I had dinner with my ex-boyfriend, Reily, tonight. He's the one I've always referred to as simply the EX.
When my cab pulled up to the gourmet diner, I stepped out, called his name out, and ran to him to give him a hug.
I pulled back from the hug and absorbed the beauty of his face. The bright sweet eyes, his stubble, and the warm effusive way he smiles at me when we're not fighting.
We're at a strange point in our friendship because we both have finally taken the steps to move on. More than dating other people, its a sense of finality that hangs between us- a sense that we'll be just friends, and nothing more.
Over dinner we talked about work, or rather how talking about work seems to stress me out, and we talked about our love lives.
The subject of your love life is tricky with any ex, but its especially strange with Reilly because as insane as it sounds, I'm still in love with him. In love with him like an alcoholic is in love with liquor. I know the relationship is horrible for me.

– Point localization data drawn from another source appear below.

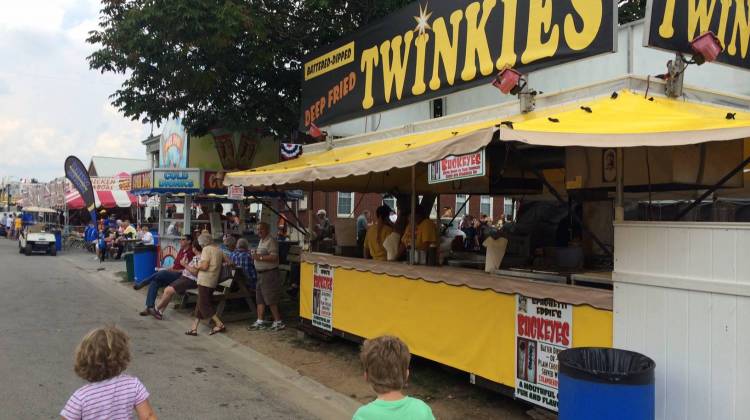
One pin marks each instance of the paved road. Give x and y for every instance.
(48, 303)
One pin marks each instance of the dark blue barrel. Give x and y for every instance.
(605, 383)
(144, 261)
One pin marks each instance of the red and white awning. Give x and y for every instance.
(107, 199)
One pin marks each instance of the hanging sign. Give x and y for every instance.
(79, 177)
(453, 168)
(236, 192)
(672, 25)
(429, 49)
(544, 328)
(323, 297)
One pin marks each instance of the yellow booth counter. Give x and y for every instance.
(501, 330)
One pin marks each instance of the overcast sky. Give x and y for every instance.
(51, 104)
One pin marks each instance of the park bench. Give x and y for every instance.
(226, 291)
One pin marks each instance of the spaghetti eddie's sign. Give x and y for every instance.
(430, 49)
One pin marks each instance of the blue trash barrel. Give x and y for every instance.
(605, 383)
(144, 261)
(58, 240)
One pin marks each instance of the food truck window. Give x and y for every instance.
(509, 209)
(390, 201)
(345, 204)
(460, 200)
(485, 205)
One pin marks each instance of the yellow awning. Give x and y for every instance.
(628, 119)
(363, 159)
(625, 119)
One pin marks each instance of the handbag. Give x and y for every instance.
(225, 273)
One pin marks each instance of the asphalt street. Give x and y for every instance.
(48, 303)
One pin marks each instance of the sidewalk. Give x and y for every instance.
(332, 365)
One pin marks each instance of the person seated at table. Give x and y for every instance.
(128, 233)
(426, 232)
(243, 263)
(228, 245)
(188, 280)
(146, 236)
(165, 277)
(376, 234)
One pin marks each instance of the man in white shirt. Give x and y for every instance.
(268, 289)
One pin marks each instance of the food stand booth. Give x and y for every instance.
(630, 137)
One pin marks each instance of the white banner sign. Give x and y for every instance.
(453, 168)
(235, 192)
(544, 328)
(323, 297)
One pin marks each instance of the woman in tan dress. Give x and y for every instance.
(209, 269)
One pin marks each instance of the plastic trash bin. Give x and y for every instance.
(58, 240)
(605, 383)
(144, 261)
(129, 265)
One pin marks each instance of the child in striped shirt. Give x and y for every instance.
(101, 359)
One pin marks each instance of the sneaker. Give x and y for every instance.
(257, 326)
(155, 313)
(277, 326)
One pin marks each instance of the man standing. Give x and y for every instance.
(363, 222)
(268, 290)
(164, 278)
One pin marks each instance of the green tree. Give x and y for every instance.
(221, 63)
(234, 64)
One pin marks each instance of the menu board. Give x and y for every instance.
(544, 328)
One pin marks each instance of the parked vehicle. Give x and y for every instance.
(36, 238)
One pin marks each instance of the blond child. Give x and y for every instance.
(386, 363)
(101, 359)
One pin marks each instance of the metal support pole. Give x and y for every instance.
(413, 252)
(620, 189)
(713, 189)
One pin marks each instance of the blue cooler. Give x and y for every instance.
(605, 383)
(144, 261)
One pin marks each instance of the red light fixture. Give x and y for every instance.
(508, 81)
(706, 48)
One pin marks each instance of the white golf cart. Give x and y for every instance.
(37, 237)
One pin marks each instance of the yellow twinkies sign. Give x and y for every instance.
(674, 23)
(429, 49)
(330, 61)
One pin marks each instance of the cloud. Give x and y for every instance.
(52, 104)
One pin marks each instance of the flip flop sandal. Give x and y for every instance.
(215, 330)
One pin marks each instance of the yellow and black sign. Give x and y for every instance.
(430, 49)
(674, 23)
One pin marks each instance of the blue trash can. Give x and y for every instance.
(144, 261)
(605, 383)
(58, 240)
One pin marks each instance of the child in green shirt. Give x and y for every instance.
(386, 363)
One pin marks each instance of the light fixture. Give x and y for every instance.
(508, 81)
(706, 48)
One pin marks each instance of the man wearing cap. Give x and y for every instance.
(165, 277)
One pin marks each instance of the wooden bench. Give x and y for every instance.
(225, 291)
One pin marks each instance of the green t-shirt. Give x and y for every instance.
(407, 408)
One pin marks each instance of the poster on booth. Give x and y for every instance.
(453, 168)
(236, 192)
(323, 297)
(544, 328)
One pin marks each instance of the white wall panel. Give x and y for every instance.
(681, 298)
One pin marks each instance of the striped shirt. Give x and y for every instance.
(111, 399)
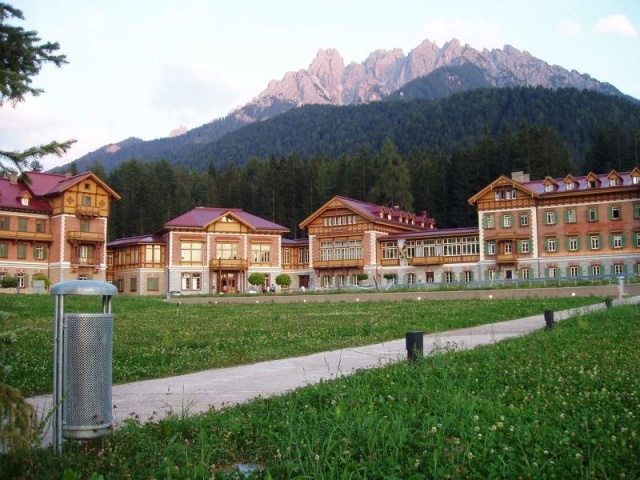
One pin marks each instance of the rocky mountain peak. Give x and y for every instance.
(328, 81)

We fight. We bicker. I break out. And all of our friends plead for us to break-up for good.
But as we spoke about the new men in our lives, it was comforting to know that Reily will most likely move on, and will find love again post-psychotic me. And that I will too.
And that no matter what the future brings, he'll still occasionally wait on a bench outside a restaurant for me, me always 10 minutes late, willing to give me that big hug once again.